In her research paper, “The More the Merrier? The Effect of Family Size and Birth Order on Children’s Education,” which was published in The Quarterly Journal of Economics, she and her co-authors find there is little evidence of a causal effect of family size on children’s educational attainment. However, there is strong evidence that the birth order effect is important, suggesting that increased family size negatively affects the youngest child.
“Some people argue it’s a time investment issue,” Black says. “This is where I think the sociology and psychology literatures do a better job than economics. There are theories about why birth order matters — time with parents and time spent teaching the youngest versus being the youngest.”
The strength in Black’s economics approach in “The More the Merrier?” research is identifying the causal effect on birth order by using twin births as an “as-if-random” increase in family size to determine the effects of a larger family on existing children. It compares outcomes of first-born children whose younger sibling was a single birth versus the outcomes of first-born children whose younger siblings were a twin birth. Both parents wanted another child; some got two.
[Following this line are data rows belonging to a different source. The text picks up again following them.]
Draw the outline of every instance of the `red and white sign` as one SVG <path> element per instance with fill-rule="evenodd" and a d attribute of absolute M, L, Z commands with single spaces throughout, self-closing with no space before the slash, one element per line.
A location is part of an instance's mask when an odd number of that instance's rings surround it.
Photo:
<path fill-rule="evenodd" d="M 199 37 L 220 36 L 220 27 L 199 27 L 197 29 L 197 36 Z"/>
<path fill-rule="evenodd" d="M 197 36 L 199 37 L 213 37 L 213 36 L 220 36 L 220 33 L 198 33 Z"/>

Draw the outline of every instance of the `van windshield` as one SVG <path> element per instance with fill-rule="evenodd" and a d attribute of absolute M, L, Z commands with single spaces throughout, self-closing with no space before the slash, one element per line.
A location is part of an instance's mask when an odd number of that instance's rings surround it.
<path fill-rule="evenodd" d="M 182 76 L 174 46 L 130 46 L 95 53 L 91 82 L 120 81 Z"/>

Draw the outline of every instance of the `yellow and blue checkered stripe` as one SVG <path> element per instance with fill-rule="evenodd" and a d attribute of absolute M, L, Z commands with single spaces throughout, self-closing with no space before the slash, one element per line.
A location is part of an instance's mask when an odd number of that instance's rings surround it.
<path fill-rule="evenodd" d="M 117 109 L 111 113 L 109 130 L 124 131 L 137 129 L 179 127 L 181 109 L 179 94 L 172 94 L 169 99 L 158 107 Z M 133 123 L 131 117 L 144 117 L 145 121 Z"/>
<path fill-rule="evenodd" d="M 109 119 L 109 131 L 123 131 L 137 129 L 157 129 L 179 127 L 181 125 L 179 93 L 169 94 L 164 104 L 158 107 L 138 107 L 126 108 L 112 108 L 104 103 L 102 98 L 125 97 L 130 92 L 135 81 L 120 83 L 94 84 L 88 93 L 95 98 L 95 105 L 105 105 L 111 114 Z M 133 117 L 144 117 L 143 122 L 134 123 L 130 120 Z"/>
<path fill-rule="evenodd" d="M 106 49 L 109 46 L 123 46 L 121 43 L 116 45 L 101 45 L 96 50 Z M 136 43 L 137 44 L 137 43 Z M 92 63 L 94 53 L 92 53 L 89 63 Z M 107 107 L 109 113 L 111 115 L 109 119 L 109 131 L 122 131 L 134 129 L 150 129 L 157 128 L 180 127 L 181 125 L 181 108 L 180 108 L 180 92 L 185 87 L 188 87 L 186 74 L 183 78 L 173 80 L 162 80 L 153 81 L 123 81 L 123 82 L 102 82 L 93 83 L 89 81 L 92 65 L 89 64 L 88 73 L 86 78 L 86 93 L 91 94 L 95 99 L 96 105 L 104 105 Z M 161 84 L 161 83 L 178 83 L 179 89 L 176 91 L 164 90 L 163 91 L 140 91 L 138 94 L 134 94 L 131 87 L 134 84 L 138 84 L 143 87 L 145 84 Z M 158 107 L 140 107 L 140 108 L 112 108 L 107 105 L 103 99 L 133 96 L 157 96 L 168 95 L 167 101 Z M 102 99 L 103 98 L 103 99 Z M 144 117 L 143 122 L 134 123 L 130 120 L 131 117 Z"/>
“We want to identify the effects of adding an extra child on the existing kids,” Black says. “You can’t randomly assign children, so we look at the birth of twins because that’s like a bonus baby.”
Black says you can’t really look at it so much in current data because twins are related to fertility treatments and wealthier families, but in the older data set they weren’t.
According to her findings, later-born girls have lower earnings as adults, are less likely to work full time and are more likely to have their first birth as a teenager. In contrast, while later-born boys have lower full-time earnings as adults, they are not less likely to work full time.
The first child, on average, receives about three quarter of a year of additional schooling than the fifth child, with evidence suggesting the effects are slightly larger for girls than boys.
As with education, women seem to be more affected by birth order. A fourth child is five percentage points more likely than a first child to give birth as a teenager.
Black and her co-authors are currently examining the effects of classroom peers on the longer-run outcomes of teenagers. Despite the relevance to such ongoing policy discussions as school vouchers and school choice, very little is known about the causal effect of school peers on the outcomes of children.
“The difficulty with identifying the effect of peers is that there is non-random sorting of children into schools,” Black says. “For example, wealthier families move to the same neighborhoods and their children attend the same schools.”
She’s also looking at the effect of childcare subsidies on academic performance.
“Professor Black has been a tremendous addition to the economics department at UT Austin,” says Jason Abrevaya, chair of the Department of Economics. “Her work in the areas of labor economics and education economics has gained her an international reputation.
“Her research is amazingly broad; in addition to her work on family composition and school outcomes, she is well known for her work on the effects of school quality on property values and the impact of workplace practices and information technology on worker productivity,” he adds. “Professor Black will be one of the leaders in our department for years to come.”